Ontario MPP
- In office 1934–1943
- Preceded by: Henry Isaac Price
- Succeeded by: Charles Millard
- Constituency: York West

Personal details
- Born: September 1, 1880 Highfield, Ontario
- Died: October 6, 1950 (aged 70) Toronto, Ontario
- Party: Liberal
- Spouse: Alice Garbutt (m. 1905)
- Occupation: Farmer

= William James Gardhouse =

Canadian politician

William James Gardhouse (September 1, 1880 - October 6, 1950) was a farmer, livestock breeder and politician in Ontario, Canada. He represented York West in the Legislative Assembly of Ontario from 1934 to 1943 as a Liberal.

The son of John Gardhouse and Mary Alice Dickson, he was born in Highfield (now part of Etobicoke) and was educated at the Ontario Agricultural College.
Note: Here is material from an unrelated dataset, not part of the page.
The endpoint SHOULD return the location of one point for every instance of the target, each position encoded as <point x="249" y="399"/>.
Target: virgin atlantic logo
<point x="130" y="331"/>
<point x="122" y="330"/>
In 1905, he married the Alice Garbutt. He served on the Thistledown School Board. Gardhouse was warden for York County. He served as reeve of Etobicoke from 1921 to 1924 and in 1932.

Gardhouse ran unsuccessfully for a seat in the Ontario assembly in 1932; he was elected in 1934 and re-elected in 1937.

He suffered a heart attack in 1947 and died three years later at the age of 70.